51. This judgment is also distinguishable because before us, on facts, and circumstances as noted by the learned special Judge and which have been culled out from the materials produced by the prosecution itself, it is evident that he lacked the jurisdiction to take cognizance of the offences which were alleged to have been committed by the accused and punishable under MCOCA. This was clearly a case of inherent lack of jurisdiction and, therefore, the power to discharge was rightly invoked and properly exercised by the learned special Judge.

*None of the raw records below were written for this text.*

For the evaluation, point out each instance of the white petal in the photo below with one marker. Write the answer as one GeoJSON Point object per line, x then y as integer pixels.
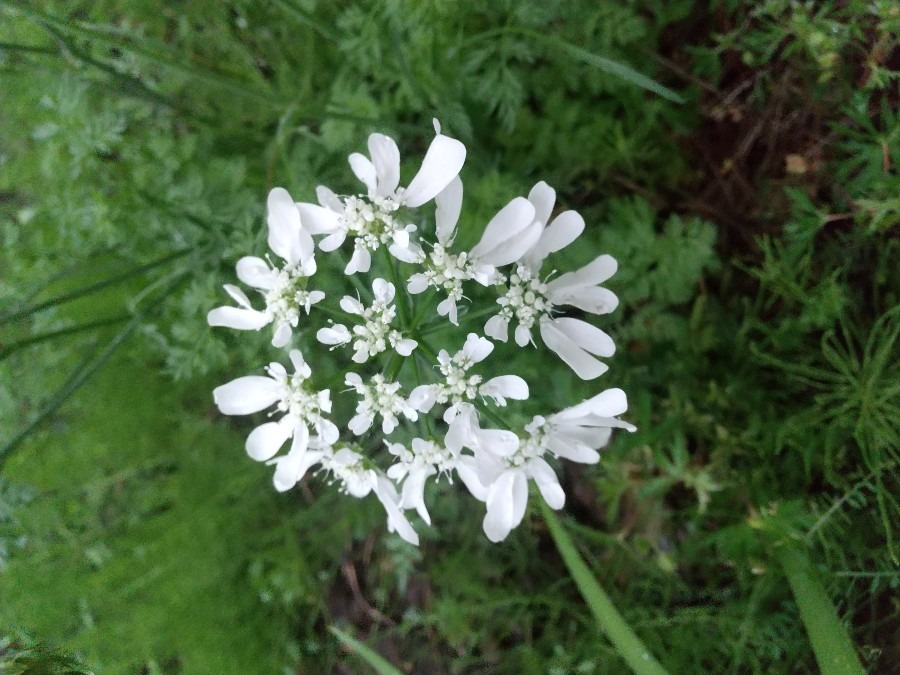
{"type": "Point", "coordinates": [607, 403]}
{"type": "Point", "coordinates": [364, 170]}
{"type": "Point", "coordinates": [449, 206]}
{"type": "Point", "coordinates": [499, 442]}
{"type": "Point", "coordinates": [423, 397]}
{"type": "Point", "coordinates": [506, 501]}
{"type": "Point", "coordinates": [497, 328]}
{"type": "Point", "coordinates": [360, 424]}
{"type": "Point", "coordinates": [417, 283]}
{"type": "Point", "coordinates": [405, 347]}
{"type": "Point", "coordinates": [508, 229]}
{"type": "Point", "coordinates": [317, 219]}
{"type": "Point", "coordinates": [286, 238]}
{"type": "Point", "coordinates": [542, 197]}
{"type": "Point", "coordinates": [328, 199]}
{"type": "Point", "coordinates": [255, 272]}
{"type": "Point", "coordinates": [360, 261]}
{"type": "Point", "coordinates": [547, 483]}
{"type": "Point", "coordinates": [386, 160]}
{"type": "Point", "coordinates": [477, 348]}
{"type": "Point", "coordinates": [282, 335]}
{"type": "Point", "coordinates": [593, 299]}
{"type": "Point", "coordinates": [467, 470]}
{"type": "Point", "coordinates": [266, 440]}
{"type": "Point", "coordinates": [292, 467]}
{"type": "Point", "coordinates": [523, 335]}
{"type": "Point", "coordinates": [335, 335]}
{"type": "Point", "coordinates": [383, 290]}
{"type": "Point", "coordinates": [588, 337]}
{"type": "Point", "coordinates": [413, 496]}
{"type": "Point", "coordinates": [442, 162]}
{"type": "Point", "coordinates": [387, 495]}
{"type": "Point", "coordinates": [246, 395]}
{"type": "Point", "coordinates": [234, 317]}
{"type": "Point", "coordinates": [584, 365]}
{"type": "Point", "coordinates": [333, 241]}
{"type": "Point", "coordinates": [564, 229]}
{"type": "Point", "coordinates": [504, 387]}
{"type": "Point", "coordinates": [352, 306]}
{"type": "Point", "coordinates": [596, 272]}
{"type": "Point", "coordinates": [575, 451]}
{"type": "Point", "coordinates": [238, 296]}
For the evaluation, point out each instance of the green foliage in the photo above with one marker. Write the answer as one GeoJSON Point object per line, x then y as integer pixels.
{"type": "Point", "coordinates": [755, 229]}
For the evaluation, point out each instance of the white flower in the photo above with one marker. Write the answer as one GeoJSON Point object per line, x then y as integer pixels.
{"type": "Point", "coordinates": [379, 397]}
{"type": "Point", "coordinates": [499, 471]}
{"type": "Point", "coordinates": [530, 300]}
{"type": "Point", "coordinates": [507, 237]}
{"type": "Point", "coordinates": [375, 335]}
{"type": "Point", "coordinates": [459, 387]}
{"type": "Point", "coordinates": [426, 458]}
{"type": "Point", "coordinates": [358, 479]}
{"type": "Point", "coordinates": [371, 218]}
{"type": "Point", "coordinates": [303, 408]}
{"type": "Point", "coordinates": [284, 288]}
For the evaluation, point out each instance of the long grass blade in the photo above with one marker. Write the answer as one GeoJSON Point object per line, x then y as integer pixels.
{"type": "Point", "coordinates": [624, 639]}
{"type": "Point", "coordinates": [377, 662]}
{"type": "Point", "coordinates": [834, 650]}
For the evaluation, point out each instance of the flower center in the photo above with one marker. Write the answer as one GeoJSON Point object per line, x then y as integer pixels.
{"type": "Point", "coordinates": [447, 271]}
{"type": "Point", "coordinates": [289, 294]}
{"type": "Point", "coordinates": [371, 220]}
{"type": "Point", "coordinates": [527, 298]}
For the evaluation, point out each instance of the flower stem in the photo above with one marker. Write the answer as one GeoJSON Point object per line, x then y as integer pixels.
{"type": "Point", "coordinates": [624, 639]}
{"type": "Point", "coordinates": [833, 648]}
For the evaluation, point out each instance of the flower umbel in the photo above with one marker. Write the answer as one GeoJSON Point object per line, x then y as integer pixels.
{"type": "Point", "coordinates": [374, 437]}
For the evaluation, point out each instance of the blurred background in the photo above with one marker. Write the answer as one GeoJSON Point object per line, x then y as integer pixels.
{"type": "Point", "coordinates": [738, 158]}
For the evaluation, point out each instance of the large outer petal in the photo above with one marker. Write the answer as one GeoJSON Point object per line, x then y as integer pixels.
{"type": "Point", "coordinates": [506, 501]}
{"type": "Point", "coordinates": [364, 170]}
{"type": "Point", "coordinates": [317, 219]}
{"type": "Point", "coordinates": [237, 318]}
{"type": "Point", "coordinates": [386, 160]}
{"type": "Point", "coordinates": [579, 360]}
{"type": "Point", "coordinates": [286, 237]}
{"type": "Point", "coordinates": [449, 206]}
{"type": "Point", "coordinates": [509, 234]}
{"type": "Point", "coordinates": [564, 229]}
{"type": "Point", "coordinates": [255, 272]}
{"type": "Point", "coordinates": [543, 197]}
{"type": "Point", "coordinates": [247, 395]}
{"type": "Point", "coordinates": [592, 299]}
{"type": "Point", "coordinates": [443, 160]}
{"type": "Point", "coordinates": [607, 403]}
{"type": "Point", "coordinates": [266, 440]}
{"type": "Point", "coordinates": [595, 272]}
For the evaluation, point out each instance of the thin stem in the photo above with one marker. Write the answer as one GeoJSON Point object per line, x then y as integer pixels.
{"type": "Point", "coordinates": [834, 650]}
{"type": "Point", "coordinates": [624, 639]}
{"type": "Point", "coordinates": [71, 330]}
{"type": "Point", "coordinates": [87, 290]}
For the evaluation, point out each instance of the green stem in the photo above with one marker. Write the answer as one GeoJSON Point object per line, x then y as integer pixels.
{"type": "Point", "coordinates": [87, 290]}
{"type": "Point", "coordinates": [834, 650]}
{"type": "Point", "coordinates": [36, 339]}
{"type": "Point", "coordinates": [624, 639]}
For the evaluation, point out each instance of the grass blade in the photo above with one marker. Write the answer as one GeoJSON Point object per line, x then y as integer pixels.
{"type": "Point", "coordinates": [377, 662]}
{"type": "Point", "coordinates": [834, 650]}
{"type": "Point", "coordinates": [624, 639]}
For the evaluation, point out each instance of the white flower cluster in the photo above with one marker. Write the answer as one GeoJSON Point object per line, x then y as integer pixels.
{"type": "Point", "coordinates": [395, 375]}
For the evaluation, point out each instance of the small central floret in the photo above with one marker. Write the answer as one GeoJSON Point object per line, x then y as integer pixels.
{"type": "Point", "coordinates": [371, 220]}
{"type": "Point", "coordinates": [527, 299]}
{"type": "Point", "coordinates": [297, 400]}
{"type": "Point", "coordinates": [288, 294]}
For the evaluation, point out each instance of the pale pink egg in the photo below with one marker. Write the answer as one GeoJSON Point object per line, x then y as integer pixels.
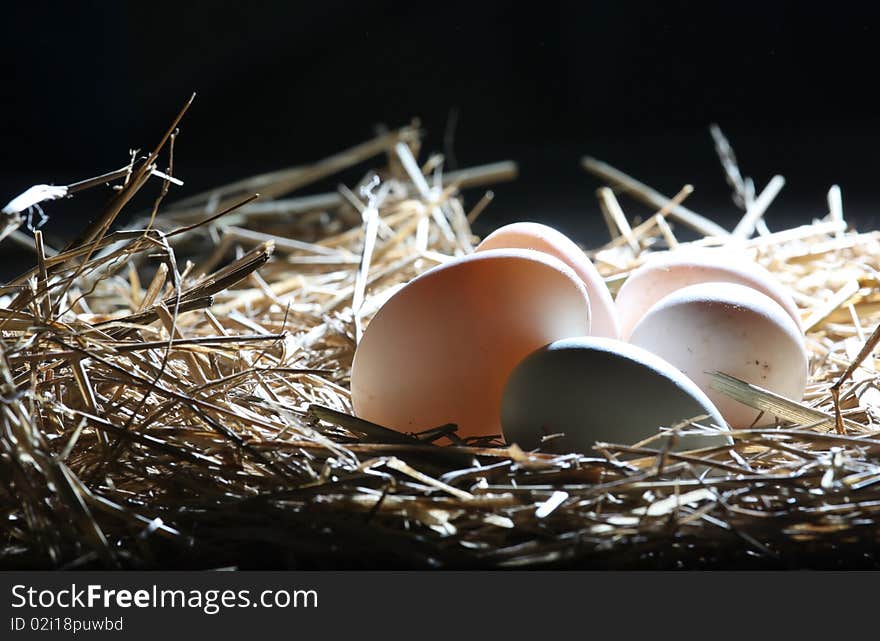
{"type": "Point", "coordinates": [732, 329]}
{"type": "Point", "coordinates": [550, 241]}
{"type": "Point", "coordinates": [440, 350]}
{"type": "Point", "coordinates": [668, 272]}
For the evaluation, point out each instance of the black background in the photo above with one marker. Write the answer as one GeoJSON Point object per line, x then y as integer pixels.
{"type": "Point", "coordinates": [793, 84]}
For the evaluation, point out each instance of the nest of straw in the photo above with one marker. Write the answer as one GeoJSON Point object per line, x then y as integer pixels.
{"type": "Point", "coordinates": [176, 394]}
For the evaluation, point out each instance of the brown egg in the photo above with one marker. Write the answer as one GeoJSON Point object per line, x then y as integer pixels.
{"type": "Point", "coordinates": [603, 315]}
{"type": "Point", "coordinates": [440, 350]}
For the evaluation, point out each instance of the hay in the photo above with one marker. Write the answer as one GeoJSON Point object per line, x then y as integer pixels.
{"type": "Point", "coordinates": [159, 411]}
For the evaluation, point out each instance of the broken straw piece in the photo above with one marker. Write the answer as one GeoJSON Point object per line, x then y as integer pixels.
{"type": "Point", "coordinates": [34, 196]}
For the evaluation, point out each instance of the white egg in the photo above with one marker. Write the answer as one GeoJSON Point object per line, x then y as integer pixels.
{"type": "Point", "coordinates": [599, 389]}
{"type": "Point", "coordinates": [732, 329]}
{"type": "Point", "coordinates": [665, 273]}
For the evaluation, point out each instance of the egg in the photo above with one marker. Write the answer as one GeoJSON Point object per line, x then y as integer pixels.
{"type": "Point", "coordinates": [600, 389]}
{"type": "Point", "coordinates": [668, 272]}
{"type": "Point", "coordinates": [440, 350]}
{"type": "Point", "coordinates": [550, 241]}
{"type": "Point", "coordinates": [728, 328]}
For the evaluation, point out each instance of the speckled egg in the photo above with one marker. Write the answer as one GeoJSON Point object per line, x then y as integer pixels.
{"type": "Point", "coordinates": [668, 272]}
{"type": "Point", "coordinates": [732, 329]}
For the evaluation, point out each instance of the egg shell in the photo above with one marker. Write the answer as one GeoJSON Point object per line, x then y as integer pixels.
{"type": "Point", "coordinates": [601, 389]}
{"type": "Point", "coordinates": [732, 329]}
{"type": "Point", "coordinates": [440, 350]}
{"type": "Point", "coordinates": [603, 314]}
{"type": "Point", "coordinates": [669, 272]}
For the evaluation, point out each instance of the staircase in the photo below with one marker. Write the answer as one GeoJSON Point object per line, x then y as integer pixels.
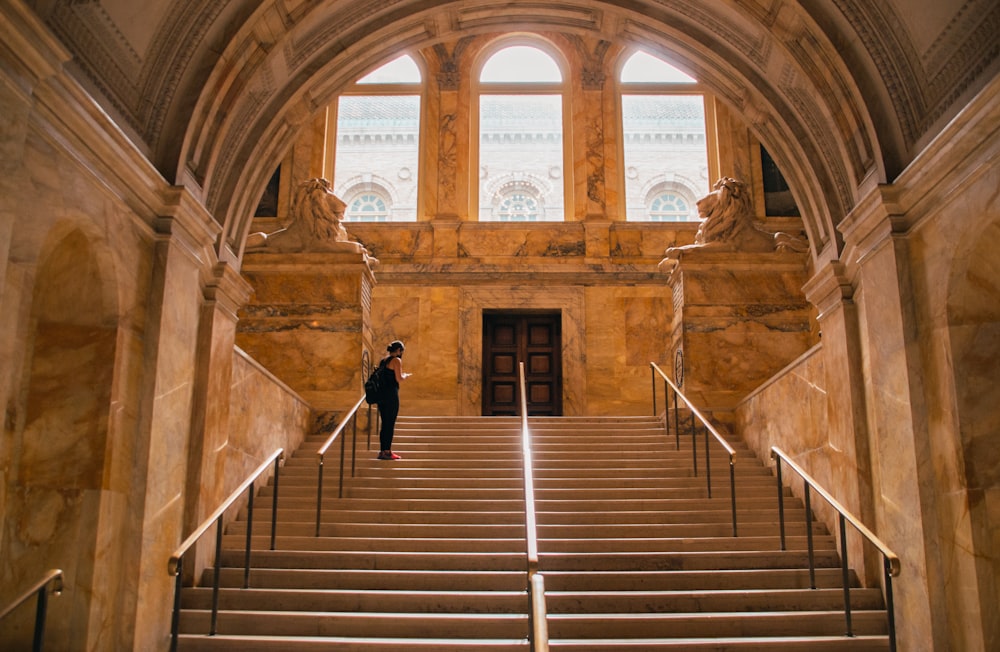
{"type": "Point", "coordinates": [428, 552]}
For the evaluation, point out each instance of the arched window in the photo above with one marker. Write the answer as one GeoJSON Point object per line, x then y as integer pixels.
{"type": "Point", "coordinates": [521, 112]}
{"type": "Point", "coordinates": [668, 207]}
{"type": "Point", "coordinates": [664, 134]}
{"type": "Point", "coordinates": [378, 136]}
{"type": "Point", "coordinates": [518, 202]}
{"type": "Point", "coordinates": [367, 207]}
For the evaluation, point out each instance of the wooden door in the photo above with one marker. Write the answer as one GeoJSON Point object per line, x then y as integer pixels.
{"type": "Point", "coordinates": [530, 337]}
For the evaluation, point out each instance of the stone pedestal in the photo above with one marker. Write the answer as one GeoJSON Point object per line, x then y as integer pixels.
{"type": "Point", "coordinates": [737, 322]}
{"type": "Point", "coordinates": [309, 321]}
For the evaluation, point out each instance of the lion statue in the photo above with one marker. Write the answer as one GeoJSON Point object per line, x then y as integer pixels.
{"type": "Point", "coordinates": [317, 224]}
{"type": "Point", "coordinates": [728, 224]}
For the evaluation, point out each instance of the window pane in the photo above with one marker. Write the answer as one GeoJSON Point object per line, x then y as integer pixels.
{"type": "Point", "coordinates": [520, 157]}
{"type": "Point", "coordinates": [398, 71]}
{"type": "Point", "coordinates": [377, 152]}
{"type": "Point", "coordinates": [665, 151]}
{"type": "Point", "coordinates": [520, 63]}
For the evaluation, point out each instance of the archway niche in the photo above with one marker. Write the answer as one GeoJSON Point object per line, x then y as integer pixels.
{"type": "Point", "coordinates": [60, 480]}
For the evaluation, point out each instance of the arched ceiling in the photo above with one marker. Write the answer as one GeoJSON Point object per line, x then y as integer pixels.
{"type": "Point", "coordinates": [843, 93]}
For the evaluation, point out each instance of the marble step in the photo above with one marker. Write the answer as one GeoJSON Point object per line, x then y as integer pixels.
{"type": "Point", "coordinates": [339, 513]}
{"type": "Point", "coordinates": [509, 626]}
{"type": "Point", "coordinates": [465, 540]}
{"type": "Point", "coordinates": [777, 579]}
{"type": "Point", "coordinates": [223, 643]}
{"type": "Point", "coordinates": [515, 561]}
{"type": "Point", "coordinates": [473, 527]}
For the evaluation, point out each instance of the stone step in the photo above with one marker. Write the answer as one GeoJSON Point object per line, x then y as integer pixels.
{"type": "Point", "coordinates": [512, 527]}
{"type": "Point", "coordinates": [360, 624]}
{"type": "Point", "coordinates": [305, 499]}
{"type": "Point", "coordinates": [288, 513]}
{"type": "Point", "coordinates": [373, 579]}
{"type": "Point", "coordinates": [459, 599]}
{"type": "Point", "coordinates": [247, 643]}
{"type": "Point", "coordinates": [223, 643]}
{"type": "Point", "coordinates": [428, 552]}
{"type": "Point", "coordinates": [703, 625]}
{"type": "Point", "coordinates": [493, 541]}
{"type": "Point", "coordinates": [777, 579]}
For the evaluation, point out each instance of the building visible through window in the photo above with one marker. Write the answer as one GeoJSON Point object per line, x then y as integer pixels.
{"type": "Point", "coordinates": [521, 146]}
{"type": "Point", "coordinates": [378, 144]}
{"type": "Point", "coordinates": [664, 137]}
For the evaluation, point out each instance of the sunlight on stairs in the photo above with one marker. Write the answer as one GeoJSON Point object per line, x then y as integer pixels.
{"type": "Point", "coordinates": [428, 552]}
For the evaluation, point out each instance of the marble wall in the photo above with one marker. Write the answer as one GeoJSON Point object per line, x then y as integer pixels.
{"type": "Point", "coordinates": [435, 281]}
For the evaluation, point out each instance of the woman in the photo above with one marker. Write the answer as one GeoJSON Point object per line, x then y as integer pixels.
{"type": "Point", "coordinates": [388, 405]}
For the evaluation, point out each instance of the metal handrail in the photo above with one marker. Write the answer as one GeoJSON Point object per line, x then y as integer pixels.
{"type": "Point", "coordinates": [175, 566]}
{"type": "Point", "coordinates": [53, 576]}
{"type": "Point", "coordinates": [536, 581]}
{"type": "Point", "coordinates": [890, 562]}
{"type": "Point", "coordinates": [352, 416]}
{"type": "Point", "coordinates": [668, 386]}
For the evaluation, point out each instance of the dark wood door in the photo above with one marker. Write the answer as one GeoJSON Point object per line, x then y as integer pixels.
{"type": "Point", "coordinates": [530, 337]}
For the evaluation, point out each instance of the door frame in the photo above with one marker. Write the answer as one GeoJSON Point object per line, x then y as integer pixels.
{"type": "Point", "coordinates": [553, 317]}
{"type": "Point", "coordinates": [569, 300]}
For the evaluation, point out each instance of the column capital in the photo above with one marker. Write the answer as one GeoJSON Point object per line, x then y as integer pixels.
{"type": "Point", "coordinates": [227, 289]}
{"type": "Point", "coordinates": [829, 288]}
{"type": "Point", "coordinates": [871, 223]}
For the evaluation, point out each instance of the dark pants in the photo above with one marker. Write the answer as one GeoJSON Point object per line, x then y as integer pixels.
{"type": "Point", "coordinates": [388, 410]}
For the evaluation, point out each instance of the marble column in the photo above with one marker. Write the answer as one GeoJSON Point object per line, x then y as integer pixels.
{"type": "Point", "coordinates": [876, 256]}
{"type": "Point", "coordinates": [225, 292]}
{"type": "Point", "coordinates": [309, 322]}
{"type": "Point", "coordinates": [183, 256]}
{"type": "Point", "coordinates": [736, 321]}
{"type": "Point", "coordinates": [846, 462]}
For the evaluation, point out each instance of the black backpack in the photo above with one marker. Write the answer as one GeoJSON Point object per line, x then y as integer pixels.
{"type": "Point", "coordinates": [373, 386]}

52. In the result, we do not find any serious legal infirmity in the impugned order, warranting our interference in our appellate power. The appeal fails and it is dismissed. However, we clarify that we have referred to the materials only to the extent of satisfying ourselves whether the accused deserve a discharge from the offence punishable under the MCOCA. We have not referred to the materials in the context of the applicability of the Indian Penal Code or the offences punishable thereunder. The competent criminal court, therefore, is free to take note of these materials and proceed against the accused in accordance with law insofar as these offences are concerned. Those cases shall be decided, uninfluenced by any observations in the impugned order as well as our appellate order. All contentions of both sides in regard to these offences are kept open.